PDF Markdown Studio

Windows x64*: PDF Markdown Studio.exe
macOS arm64: PDF Markdown Studio.dmg

PDF Markdown Studio is a desktop app for converting PDFs and images into clean Markdown.

It is built as an example integration client for OpenResearchTools Engine, showing how to run Engine PDF and VLM workflows from a GUI.

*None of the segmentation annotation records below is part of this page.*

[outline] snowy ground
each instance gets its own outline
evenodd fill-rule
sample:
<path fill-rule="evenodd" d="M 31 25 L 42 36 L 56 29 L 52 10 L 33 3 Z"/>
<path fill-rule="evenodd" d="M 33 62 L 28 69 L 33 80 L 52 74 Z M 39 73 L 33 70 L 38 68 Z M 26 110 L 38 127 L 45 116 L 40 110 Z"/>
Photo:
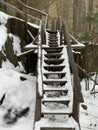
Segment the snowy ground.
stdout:
<path fill-rule="evenodd" d="M 93 76 L 95 79 L 95 76 Z M 98 83 L 98 75 L 97 75 Z M 94 82 L 90 81 L 90 89 L 85 90 L 85 80 L 81 82 L 84 103 L 81 104 L 80 125 L 81 130 L 98 130 L 98 93 L 91 94 Z M 98 85 L 95 86 L 95 92 L 98 92 Z"/>
<path fill-rule="evenodd" d="M 7 36 L 13 39 L 13 51 L 21 53 L 19 37 L 9 34 L 5 26 L 10 16 L 0 12 L 0 51 Z M 2 50 L 2 53 L 5 53 Z M 6 56 L 6 55 L 5 55 Z M 0 68 L 0 130 L 32 130 L 35 110 L 36 77 L 25 72 L 21 62 L 17 67 L 6 59 Z"/>
<path fill-rule="evenodd" d="M 0 12 L 0 50 L 5 44 L 7 35 L 13 37 L 15 54 L 21 52 L 19 38 L 7 34 L 5 23 L 9 16 Z M 18 46 L 16 46 L 18 45 Z M 16 68 L 7 60 L 0 68 L 0 130 L 32 130 L 35 110 L 36 77 L 20 73 L 22 67 Z M 97 78 L 98 79 L 98 78 Z M 81 82 L 84 103 L 81 104 L 81 130 L 98 130 L 98 94 L 91 95 L 85 90 L 84 80 Z M 96 91 L 98 86 L 96 85 Z"/>

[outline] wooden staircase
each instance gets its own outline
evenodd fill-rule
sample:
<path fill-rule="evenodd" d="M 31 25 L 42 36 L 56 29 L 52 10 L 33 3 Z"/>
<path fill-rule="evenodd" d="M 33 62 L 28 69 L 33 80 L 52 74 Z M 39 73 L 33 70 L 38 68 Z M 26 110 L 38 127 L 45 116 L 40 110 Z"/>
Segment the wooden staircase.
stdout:
<path fill-rule="evenodd" d="M 41 119 L 35 130 L 78 130 L 72 118 L 73 87 L 66 46 L 60 45 L 59 32 L 47 30 L 47 47 L 42 49 Z"/>

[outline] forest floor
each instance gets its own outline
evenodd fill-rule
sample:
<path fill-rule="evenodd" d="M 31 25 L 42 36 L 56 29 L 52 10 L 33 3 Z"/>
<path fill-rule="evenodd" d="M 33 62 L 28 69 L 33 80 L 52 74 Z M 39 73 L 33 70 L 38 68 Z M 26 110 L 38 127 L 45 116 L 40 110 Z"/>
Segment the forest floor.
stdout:
<path fill-rule="evenodd" d="M 8 16 L 0 14 L 0 50 L 5 44 L 7 30 L 5 22 Z M 14 36 L 13 50 L 19 52 L 19 39 Z M 19 68 L 20 67 L 20 68 Z M 0 68 L 0 130 L 32 130 L 35 114 L 36 77 L 23 74 L 22 65 L 14 67 L 9 60 L 2 62 Z M 94 76 L 92 77 L 94 78 Z M 98 77 L 97 77 L 98 81 Z M 80 104 L 81 130 L 98 130 L 98 93 L 91 94 L 93 82 L 89 81 L 89 90 L 85 90 L 85 80 L 81 81 L 84 103 Z M 98 92 L 98 85 L 95 86 Z"/>

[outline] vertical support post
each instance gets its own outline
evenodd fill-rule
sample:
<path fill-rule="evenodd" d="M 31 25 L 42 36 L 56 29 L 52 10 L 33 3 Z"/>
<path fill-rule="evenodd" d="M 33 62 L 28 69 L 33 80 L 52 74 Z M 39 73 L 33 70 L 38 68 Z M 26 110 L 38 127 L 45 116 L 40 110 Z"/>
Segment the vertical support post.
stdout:
<path fill-rule="evenodd" d="M 63 31 L 64 31 L 64 43 L 67 44 L 67 51 L 68 51 L 68 57 L 70 66 L 72 68 L 73 72 L 73 114 L 72 116 L 74 119 L 79 123 L 79 103 L 83 102 L 83 96 L 81 93 L 81 86 L 79 82 L 79 76 L 78 76 L 78 70 L 74 62 L 74 57 L 72 53 L 71 43 L 70 43 L 70 37 L 69 37 L 69 30 L 67 27 L 67 24 L 65 21 L 63 21 Z"/>

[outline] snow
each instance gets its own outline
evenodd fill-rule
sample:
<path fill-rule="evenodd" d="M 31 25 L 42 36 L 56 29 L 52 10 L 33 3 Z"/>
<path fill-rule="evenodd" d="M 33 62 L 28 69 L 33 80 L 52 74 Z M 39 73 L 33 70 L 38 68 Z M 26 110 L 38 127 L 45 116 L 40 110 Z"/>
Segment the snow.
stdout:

The PDF Markdown Studio application source code is licensed under the MIT License; third-party dependencies and bundled components remain licensed under their respective original licenses.

What You Can Do

Add multiple files (PDFs and images) into one workspace.
Preview the source document and generated Markdown side-by-side.
Search by text and jump through matching pages.
Convert selected files using either fast PDF extraction or VLM-based extraction.
Edit Markdown in place and save changes.

Supported Files

PDF (.pdf)
Images (.png, .jpg, .jpeg)

Conversion Modes (How To Choose)

1) FAST PDF

Use this for machine-readable digital PDFs.

Very fast.
Best when text is selectable in the PDF.
Output quality is strong for standard digital documents.
Limitation: table content is often flattened/inline in output; complex tables can become misstructured.

2) PDF VLM + Image VLM

Use this when layout is complex, scanned-like, visual-heavy, or FAST output is poor.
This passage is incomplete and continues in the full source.